Sorry, that note to "Janet" in the middle of the post, was from me to my
daughter who does basic ( very basic ) medical research. I just put the wrong
address on it. Nita

Flemco- wrote:

> The point is Novartis spent nearly $1Billion on this technology.
> Dramatically more than the pittance the US government is proposing and we
> keep drooling over.  Let's face it.  If you want anything done, the
> government is not the place to look.
>
> Larry Fleming
> 54/51
> [log in to unmask]
> http://homepages.msn.com/HobbyCt/flemco
>
> -----Original Message-----
> From:   Parkinson's Information Exchange Network
> [mailto:[log in to unmask]] On Behalf Of Nita Andres
> Sent:   Thursday, October 28, 1999 1:57 PM
> To:     [log in to unmask]
> Subject:        Re: Gene Therapy
>
> Janet, more on Novartis and gene therapy. How much time do drug companies
> spend
> on developing drugs before they throw in the towel?  Really strange, it
> seems to
> me that it would take a lot of time. Love, Mother
>
> Flemco- wrote:
>
> > Researchers Get Dose of Reality
> > As Logistics Stymie Gene Therapy
> > By ROBERT LANGRETH and STEPHEN D. MOORE
> > Staff Reporters of THE WALL STREET JOURNAL
> > Eight years ago, Swiss drug maker Sandoz AG was dazzled by a tiny U.S.
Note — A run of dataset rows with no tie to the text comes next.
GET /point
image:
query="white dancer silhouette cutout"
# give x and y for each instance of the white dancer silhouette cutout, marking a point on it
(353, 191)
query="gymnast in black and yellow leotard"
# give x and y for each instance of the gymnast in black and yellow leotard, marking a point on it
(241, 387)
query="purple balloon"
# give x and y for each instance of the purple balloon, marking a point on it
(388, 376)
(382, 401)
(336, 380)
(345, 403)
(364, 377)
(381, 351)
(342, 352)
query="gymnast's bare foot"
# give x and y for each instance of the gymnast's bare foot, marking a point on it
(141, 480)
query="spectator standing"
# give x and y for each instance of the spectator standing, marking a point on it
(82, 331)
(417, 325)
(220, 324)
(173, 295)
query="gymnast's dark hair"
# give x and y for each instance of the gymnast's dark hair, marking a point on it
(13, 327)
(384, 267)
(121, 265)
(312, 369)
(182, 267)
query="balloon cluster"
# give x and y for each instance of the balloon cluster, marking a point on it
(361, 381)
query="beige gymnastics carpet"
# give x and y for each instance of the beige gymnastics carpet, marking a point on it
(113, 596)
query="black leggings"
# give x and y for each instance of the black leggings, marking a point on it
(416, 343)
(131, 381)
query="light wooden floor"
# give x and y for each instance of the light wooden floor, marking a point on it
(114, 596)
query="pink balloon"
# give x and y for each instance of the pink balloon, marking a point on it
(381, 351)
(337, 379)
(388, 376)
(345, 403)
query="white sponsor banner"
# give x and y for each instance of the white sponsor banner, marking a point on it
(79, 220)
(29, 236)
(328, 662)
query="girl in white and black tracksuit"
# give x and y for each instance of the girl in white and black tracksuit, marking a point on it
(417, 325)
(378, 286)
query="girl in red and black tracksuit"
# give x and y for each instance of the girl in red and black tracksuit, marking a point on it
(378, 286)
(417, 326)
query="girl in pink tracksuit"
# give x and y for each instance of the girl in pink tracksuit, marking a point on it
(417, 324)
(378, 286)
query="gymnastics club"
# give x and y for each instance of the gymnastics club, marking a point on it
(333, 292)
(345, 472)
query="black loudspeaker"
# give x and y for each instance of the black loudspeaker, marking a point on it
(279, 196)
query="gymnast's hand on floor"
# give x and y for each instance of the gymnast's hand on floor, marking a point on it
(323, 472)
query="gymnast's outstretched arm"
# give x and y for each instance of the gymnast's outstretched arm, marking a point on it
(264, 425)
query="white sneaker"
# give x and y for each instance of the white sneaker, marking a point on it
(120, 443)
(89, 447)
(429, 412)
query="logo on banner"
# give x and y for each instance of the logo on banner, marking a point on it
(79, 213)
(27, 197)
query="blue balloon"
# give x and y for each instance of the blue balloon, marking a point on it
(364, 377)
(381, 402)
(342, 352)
> > biotechnology firm doing promising work in the new field of gene therapy.
> > Genetic Therapy Inc. and government scientist French Anderson, its
> > co-founder, claimed that injecting healthy genes into the body to replace
> > damaged or defective ones would revolutionize medicine by letting doctors
> > attack the causes of diseases such as cancer and cystic fibrosis, rather
> > than just the symptoms.
> > Sandoz, which would merge with Swiss rival Ciba-Geigy AG in 1996 to form
> > Novartis AG, bought into this bold new vision. It began amassing GTI
> shares
> > in 1991; in 1995, it bought the Gaithersburg, Md., company outright,
> > bringing its total investment in GTI to more than $300 million. By 1997,
> > Sandoz, looking for new technologies to fuel its profits, also had
> invested
> > $548 million to acquire SyStemix Inc., which was developing a related
> > process.
> > These days, however, gene therapy looks unlikely to pay off in a big way
> > anytime soon. And Novartis is scrambling to salvage its nearly $1 billion
> > investment in the technology. All but one of the human gene-therapy
> testing
> > programs once under way at GTI and SyStemix have been scrapped or
> > temporarily halted. And none of the hundreds of human studies conducted
> > elsewhere around the globe so far have offered clear proof that gene
> therapy
> > works in any significant way to fight disease.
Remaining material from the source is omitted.